Rilevata l’infondatezza del primo motivo, per l’insussistenza del denunciato travisamento dell’oggetto della contestazione ad opera della Corte territoriale, atteso che il riferimento da questa effettuato alle procedure aziendali non vale quale identificazione della mancanza con essa addebitata, bensì come selezione del parametro di valutazione della condotta inadempiente cui ha riguardo la contestazione medesima, si deve ritenere l’inammissibilità del secondo motivo, in quanto si tende ad accreditare una versione dei fatti differente da quella asseverata, secondo il proprio libero apprezzamento dalla Corte territoriale che, compiutamente argomentata e scevra da vizi logici e giuridici, risulta insindacabile in questa sede.

Parimenti infondato si rivela il terzo motivo, dal momento che la motivazione che, contrariamente a quanto qui asserito dal ricorrente, si rinviene nella sentenza impugnata in ordine all’idoneità della condotta addebitata a pregiudicare il vincolo fiduciario, così da incidere sull’affidamento del datore circa l’esatto adempimento delle prestazioni future da parte del ricorrente, rende ragione della congruità del giudizio di proporzionalità, che, come deve ritenersi ammissibile stante la natura legale della clausola generale della giusta causa, supera le, in ipotesi più attenuate, valutazioni a riguardo codificate dall’autonomia collettiva.
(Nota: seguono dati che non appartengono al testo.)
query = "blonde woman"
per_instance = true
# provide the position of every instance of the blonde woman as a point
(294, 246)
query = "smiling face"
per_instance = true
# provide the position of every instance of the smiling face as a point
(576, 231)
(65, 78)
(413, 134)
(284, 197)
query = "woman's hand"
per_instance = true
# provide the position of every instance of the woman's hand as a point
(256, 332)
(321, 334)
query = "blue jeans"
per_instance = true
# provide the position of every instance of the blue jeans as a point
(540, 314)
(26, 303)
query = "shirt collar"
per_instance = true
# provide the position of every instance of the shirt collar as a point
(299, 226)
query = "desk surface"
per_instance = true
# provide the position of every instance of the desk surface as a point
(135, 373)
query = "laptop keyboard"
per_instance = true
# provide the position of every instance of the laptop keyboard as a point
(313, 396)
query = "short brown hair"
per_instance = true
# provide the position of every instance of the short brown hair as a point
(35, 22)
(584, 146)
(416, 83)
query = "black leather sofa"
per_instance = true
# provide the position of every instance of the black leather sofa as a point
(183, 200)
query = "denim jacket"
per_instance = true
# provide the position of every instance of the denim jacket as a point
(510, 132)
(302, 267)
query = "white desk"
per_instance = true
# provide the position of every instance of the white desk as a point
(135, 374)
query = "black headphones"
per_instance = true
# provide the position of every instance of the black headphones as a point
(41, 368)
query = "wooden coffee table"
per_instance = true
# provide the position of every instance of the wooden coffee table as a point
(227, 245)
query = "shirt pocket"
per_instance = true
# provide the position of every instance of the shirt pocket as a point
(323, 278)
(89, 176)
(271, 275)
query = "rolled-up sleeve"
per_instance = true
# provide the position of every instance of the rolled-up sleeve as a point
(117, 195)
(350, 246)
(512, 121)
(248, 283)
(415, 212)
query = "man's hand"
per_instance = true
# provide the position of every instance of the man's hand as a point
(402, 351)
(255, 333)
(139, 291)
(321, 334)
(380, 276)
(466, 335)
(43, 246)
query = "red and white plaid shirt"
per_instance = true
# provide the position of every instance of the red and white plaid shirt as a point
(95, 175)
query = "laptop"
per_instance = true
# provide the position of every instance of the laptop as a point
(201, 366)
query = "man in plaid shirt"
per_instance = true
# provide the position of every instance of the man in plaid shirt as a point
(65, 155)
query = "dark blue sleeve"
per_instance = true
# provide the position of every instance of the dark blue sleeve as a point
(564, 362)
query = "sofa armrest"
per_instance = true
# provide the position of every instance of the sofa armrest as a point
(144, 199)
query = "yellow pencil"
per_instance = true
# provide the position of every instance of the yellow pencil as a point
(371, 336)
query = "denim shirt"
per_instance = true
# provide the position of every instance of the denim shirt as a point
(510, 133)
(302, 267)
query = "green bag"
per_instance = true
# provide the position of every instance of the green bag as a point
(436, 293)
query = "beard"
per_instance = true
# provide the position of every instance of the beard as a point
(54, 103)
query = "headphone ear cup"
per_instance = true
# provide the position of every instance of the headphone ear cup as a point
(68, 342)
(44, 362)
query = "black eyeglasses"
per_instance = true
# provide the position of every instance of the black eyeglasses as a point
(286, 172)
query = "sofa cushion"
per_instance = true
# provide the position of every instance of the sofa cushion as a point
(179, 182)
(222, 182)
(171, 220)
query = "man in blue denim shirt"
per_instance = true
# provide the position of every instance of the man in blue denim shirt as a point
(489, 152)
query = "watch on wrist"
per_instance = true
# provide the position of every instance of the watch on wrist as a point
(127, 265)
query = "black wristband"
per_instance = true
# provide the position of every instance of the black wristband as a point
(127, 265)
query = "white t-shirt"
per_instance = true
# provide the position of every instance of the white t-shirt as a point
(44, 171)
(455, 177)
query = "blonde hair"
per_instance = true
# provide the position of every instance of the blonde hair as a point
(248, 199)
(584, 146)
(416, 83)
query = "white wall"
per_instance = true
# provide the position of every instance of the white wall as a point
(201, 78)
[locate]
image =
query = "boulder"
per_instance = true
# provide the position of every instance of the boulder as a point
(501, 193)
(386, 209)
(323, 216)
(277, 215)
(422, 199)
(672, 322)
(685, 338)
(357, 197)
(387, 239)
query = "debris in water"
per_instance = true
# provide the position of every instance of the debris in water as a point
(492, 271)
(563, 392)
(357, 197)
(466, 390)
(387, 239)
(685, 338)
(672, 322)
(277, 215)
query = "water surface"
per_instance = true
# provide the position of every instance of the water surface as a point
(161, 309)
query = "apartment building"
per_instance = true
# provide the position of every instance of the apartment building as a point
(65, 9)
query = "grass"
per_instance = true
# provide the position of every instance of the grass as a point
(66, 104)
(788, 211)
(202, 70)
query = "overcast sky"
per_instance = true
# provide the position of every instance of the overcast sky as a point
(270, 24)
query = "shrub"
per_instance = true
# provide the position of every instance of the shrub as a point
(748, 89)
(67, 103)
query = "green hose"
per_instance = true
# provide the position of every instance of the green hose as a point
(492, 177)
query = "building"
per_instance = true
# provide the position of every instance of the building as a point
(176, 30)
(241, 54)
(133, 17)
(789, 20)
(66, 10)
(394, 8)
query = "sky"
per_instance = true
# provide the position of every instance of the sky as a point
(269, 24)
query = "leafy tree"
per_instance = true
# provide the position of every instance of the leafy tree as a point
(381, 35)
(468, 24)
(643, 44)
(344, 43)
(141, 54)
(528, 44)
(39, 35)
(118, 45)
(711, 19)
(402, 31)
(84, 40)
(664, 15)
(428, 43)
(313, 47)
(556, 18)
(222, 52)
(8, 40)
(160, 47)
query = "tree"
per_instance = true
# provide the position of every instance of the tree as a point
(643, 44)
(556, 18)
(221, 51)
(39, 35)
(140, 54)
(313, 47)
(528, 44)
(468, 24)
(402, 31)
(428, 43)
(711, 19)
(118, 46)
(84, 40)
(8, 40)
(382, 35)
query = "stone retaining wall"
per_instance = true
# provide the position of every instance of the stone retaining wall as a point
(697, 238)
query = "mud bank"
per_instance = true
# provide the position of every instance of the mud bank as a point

Il ricorso va dunque rigettato.

Le spese seguono la soccombenza e sono liquidate come da dispositivo.

PQM

La Corte rigetta il ricorso e condanna parte ricorrente al pagamento in favore della Società elle spese del presente giudizio di legittimità che liquida in Euro 100,00 per esborsi ed in Euro 4.500,00 per compensi oltre spese generali al 15% ed altri accessori di legge.

Ai sensi del D.P.R. 30 maggio 2002, n. 115, art. 13, comma 1 quater, dà atto della sussistenza dei presupposti per il versamento da parte del ricorrente, dell’ulteriore importo a titolo di contributo unificato pari a quello dovuto per il ricorso, a norma del cit. art. 13, comma 1 bis.

Così deciso in Roma, nella Camera di consiglio, il 27 aprile 2016.